An interesting flagellated protist to study is Euglena. Some of its many features are shown here. Euglena can become so numerous it may turn the water of a pond bright green. Apart from using their undulipodium Euglenids are also able to locomote by flexing their bodies and changing their body shape, so called Euglenoid motion. Euglenids have the ability to lose their chloroplasts. If you would keep Euglenids in the dark they start feeding on organic matter and may loose their pigment. There are many species without chloroplasts.

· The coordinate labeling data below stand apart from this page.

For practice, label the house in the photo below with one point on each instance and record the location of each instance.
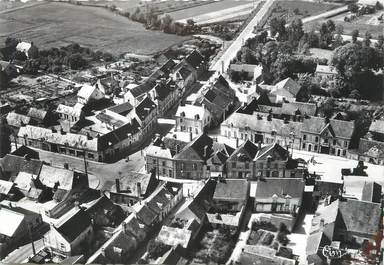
(17, 120)
(327, 136)
(278, 195)
(17, 226)
(38, 116)
(240, 162)
(371, 151)
(69, 236)
(193, 119)
(314, 248)
(71, 114)
(159, 156)
(115, 250)
(133, 187)
(89, 94)
(325, 72)
(230, 195)
(262, 128)
(262, 255)
(249, 71)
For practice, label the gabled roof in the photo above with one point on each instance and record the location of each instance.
(17, 120)
(304, 108)
(316, 125)
(245, 152)
(15, 164)
(377, 126)
(74, 226)
(282, 187)
(194, 59)
(38, 114)
(360, 216)
(231, 189)
(195, 149)
(145, 107)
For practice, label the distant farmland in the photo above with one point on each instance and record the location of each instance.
(58, 24)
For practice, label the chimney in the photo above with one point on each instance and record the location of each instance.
(138, 186)
(205, 151)
(117, 181)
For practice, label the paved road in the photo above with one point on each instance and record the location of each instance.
(21, 254)
(247, 33)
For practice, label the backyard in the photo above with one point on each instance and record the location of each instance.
(93, 27)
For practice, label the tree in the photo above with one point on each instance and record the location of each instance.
(355, 34)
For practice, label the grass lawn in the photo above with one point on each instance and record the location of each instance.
(286, 9)
(362, 24)
(199, 10)
(58, 24)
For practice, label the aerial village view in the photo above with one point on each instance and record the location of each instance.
(189, 132)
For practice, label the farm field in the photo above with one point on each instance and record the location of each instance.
(59, 24)
(204, 9)
(362, 24)
(286, 9)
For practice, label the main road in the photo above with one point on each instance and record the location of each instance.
(230, 53)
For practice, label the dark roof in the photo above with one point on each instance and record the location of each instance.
(371, 192)
(340, 128)
(245, 152)
(118, 135)
(360, 216)
(231, 189)
(371, 148)
(195, 149)
(15, 164)
(74, 226)
(194, 59)
(293, 187)
(145, 107)
(122, 109)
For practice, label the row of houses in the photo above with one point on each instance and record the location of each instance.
(203, 157)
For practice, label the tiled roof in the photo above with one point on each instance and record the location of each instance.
(231, 189)
(75, 225)
(377, 126)
(304, 108)
(145, 107)
(267, 187)
(239, 120)
(360, 216)
(195, 149)
(343, 129)
(371, 148)
(17, 120)
(15, 164)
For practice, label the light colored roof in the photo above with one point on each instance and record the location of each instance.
(23, 180)
(70, 139)
(23, 46)
(17, 120)
(86, 91)
(50, 175)
(173, 236)
(5, 186)
(326, 69)
(73, 111)
(10, 221)
(190, 111)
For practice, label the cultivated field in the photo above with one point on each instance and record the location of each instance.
(362, 24)
(58, 24)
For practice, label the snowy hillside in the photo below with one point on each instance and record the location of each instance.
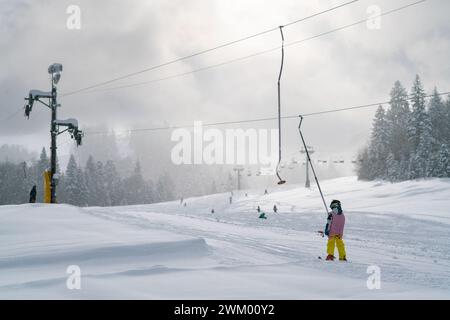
(172, 251)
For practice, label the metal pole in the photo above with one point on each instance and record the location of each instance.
(281, 181)
(307, 183)
(53, 132)
(312, 167)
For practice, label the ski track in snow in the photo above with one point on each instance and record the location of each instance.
(402, 228)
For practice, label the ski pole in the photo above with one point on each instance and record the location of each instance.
(310, 162)
(281, 181)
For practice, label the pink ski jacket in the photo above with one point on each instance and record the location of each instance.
(337, 225)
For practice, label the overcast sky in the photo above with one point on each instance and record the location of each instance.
(350, 67)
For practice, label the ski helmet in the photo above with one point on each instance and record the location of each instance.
(335, 203)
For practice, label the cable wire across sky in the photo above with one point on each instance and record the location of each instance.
(293, 43)
(206, 50)
(260, 119)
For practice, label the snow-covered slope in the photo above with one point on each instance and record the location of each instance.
(171, 251)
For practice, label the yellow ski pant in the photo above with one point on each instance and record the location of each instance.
(336, 241)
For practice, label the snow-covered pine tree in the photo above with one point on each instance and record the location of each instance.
(393, 168)
(83, 192)
(397, 117)
(91, 181)
(442, 169)
(100, 191)
(114, 189)
(420, 134)
(439, 122)
(363, 165)
(42, 165)
(378, 147)
(418, 113)
(72, 184)
(135, 186)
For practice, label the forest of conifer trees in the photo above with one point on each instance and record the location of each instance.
(410, 139)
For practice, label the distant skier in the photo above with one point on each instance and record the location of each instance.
(335, 231)
(33, 194)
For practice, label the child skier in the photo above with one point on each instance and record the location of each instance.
(335, 231)
(33, 194)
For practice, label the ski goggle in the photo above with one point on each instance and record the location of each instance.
(335, 205)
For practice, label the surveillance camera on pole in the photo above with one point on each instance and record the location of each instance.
(72, 124)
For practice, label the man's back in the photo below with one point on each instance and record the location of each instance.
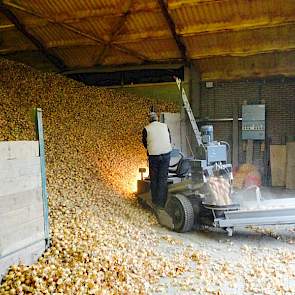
(158, 138)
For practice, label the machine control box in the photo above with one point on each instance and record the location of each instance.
(216, 153)
(253, 124)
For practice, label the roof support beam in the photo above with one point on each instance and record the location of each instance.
(117, 28)
(170, 22)
(56, 61)
(79, 32)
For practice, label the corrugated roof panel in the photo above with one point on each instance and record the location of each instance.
(97, 27)
(261, 65)
(53, 32)
(155, 49)
(240, 43)
(76, 57)
(206, 16)
(144, 22)
(115, 57)
(144, 25)
(72, 8)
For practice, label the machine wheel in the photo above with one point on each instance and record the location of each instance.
(181, 211)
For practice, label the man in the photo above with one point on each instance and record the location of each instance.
(156, 139)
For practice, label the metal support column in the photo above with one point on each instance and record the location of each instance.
(40, 137)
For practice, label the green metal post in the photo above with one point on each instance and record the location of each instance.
(40, 137)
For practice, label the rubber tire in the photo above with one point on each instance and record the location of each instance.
(181, 210)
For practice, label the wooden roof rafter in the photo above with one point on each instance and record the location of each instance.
(181, 47)
(116, 30)
(79, 32)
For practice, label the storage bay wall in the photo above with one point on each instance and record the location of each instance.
(22, 238)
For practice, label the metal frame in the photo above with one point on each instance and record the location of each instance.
(40, 137)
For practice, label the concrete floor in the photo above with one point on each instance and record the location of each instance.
(256, 260)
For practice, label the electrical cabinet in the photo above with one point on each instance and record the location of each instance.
(253, 123)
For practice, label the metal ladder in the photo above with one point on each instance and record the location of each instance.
(189, 112)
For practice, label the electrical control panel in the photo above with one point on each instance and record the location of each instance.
(253, 122)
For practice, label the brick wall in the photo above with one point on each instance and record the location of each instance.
(279, 97)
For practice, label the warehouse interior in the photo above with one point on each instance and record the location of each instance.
(70, 216)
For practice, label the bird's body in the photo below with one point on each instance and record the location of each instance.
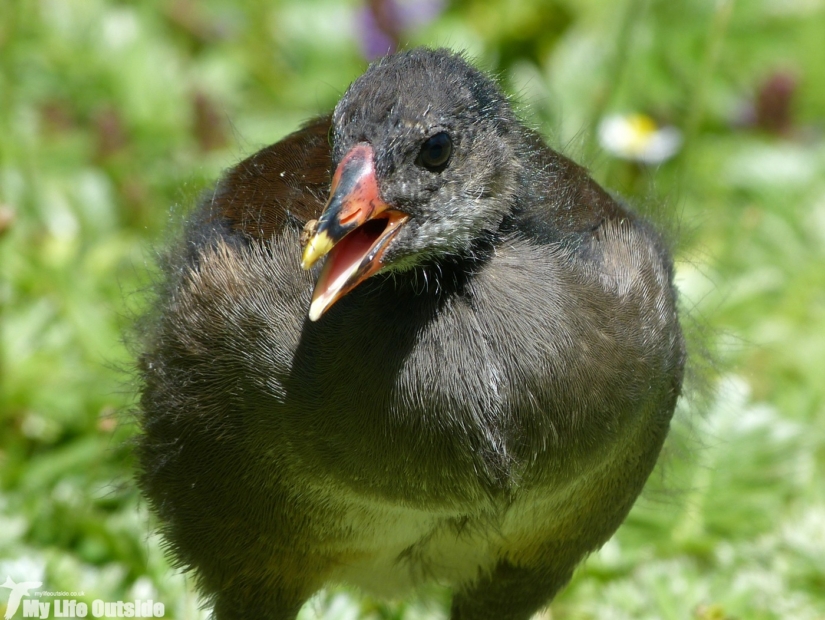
(481, 412)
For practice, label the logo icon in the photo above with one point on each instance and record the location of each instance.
(18, 591)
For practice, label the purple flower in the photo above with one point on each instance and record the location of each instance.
(382, 22)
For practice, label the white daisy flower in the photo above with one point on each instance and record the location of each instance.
(637, 137)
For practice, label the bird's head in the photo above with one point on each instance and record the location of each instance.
(425, 162)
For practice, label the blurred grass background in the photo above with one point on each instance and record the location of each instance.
(115, 114)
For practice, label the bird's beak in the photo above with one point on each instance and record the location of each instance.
(353, 231)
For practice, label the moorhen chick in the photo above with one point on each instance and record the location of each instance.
(471, 387)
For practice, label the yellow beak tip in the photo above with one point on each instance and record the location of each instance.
(318, 246)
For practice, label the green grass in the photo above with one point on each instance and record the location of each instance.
(114, 115)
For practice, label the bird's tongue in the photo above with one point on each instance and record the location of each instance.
(346, 257)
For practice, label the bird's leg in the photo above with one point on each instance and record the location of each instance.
(509, 592)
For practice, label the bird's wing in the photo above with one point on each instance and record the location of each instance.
(282, 184)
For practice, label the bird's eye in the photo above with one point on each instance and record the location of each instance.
(435, 152)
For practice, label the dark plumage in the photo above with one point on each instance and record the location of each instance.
(480, 395)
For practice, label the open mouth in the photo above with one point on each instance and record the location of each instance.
(356, 257)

Most flagellated protists have two or even more flagella. Often we see one flagellum trailing behind like a kind of
rudder. Flagella and cilia are transparent and thin so it is not easy to see them with a microscope. Special contrast techniques like dark field illumination or phase contrast help to make these structures visible. Dinoflagellates
(Dinophyta) are flagellated protists. Many species have a beautiful textured armor made of cellulose plates. One of
their two flagella runs as a spiral through a groove along the cell. The other projects downwards. A spectacular species
is Ceratium hirundinella. It is not just protists that use flagella for locomotion. Even our own spermatozoa have a flagellum. Not all flagellated forms are free swimming. Many live a sessile life. Spongomonas is a colony of flagellates living in a gelatinous matrix. they use their flagella to gather food.
Make your own culture of Euglena : It is relatively easy to make a so-called "earth culture" for several kinds of photosynthetic protists and algae, including Euglena. Put a small amount of garden soil in a bowl of water and cook it
until it is sterile. Place the bowl behind a well lit window but not in direct sunlight. Now add a bit of pond water or choose an algae by using a pipette. Make sure you don't add algae eating species like water fleas. The nutrients from
the earth are enough to grow millions of euglena or other interesting species. Because Euglenids moves towards the light
you can do all kinds of experiments with them. You don't even need a microscope for that. The green swarm can be seen
with the naked eye. Perform your own Protozoan pet tricks by illuminating different sides of the bowl.
Termite gut symbionts : For those who live in the warmer areas of the world there is a very interesting place to
find truly amazing protists. Inside the gut of termites live flagellated protists that help the termites to digest wood.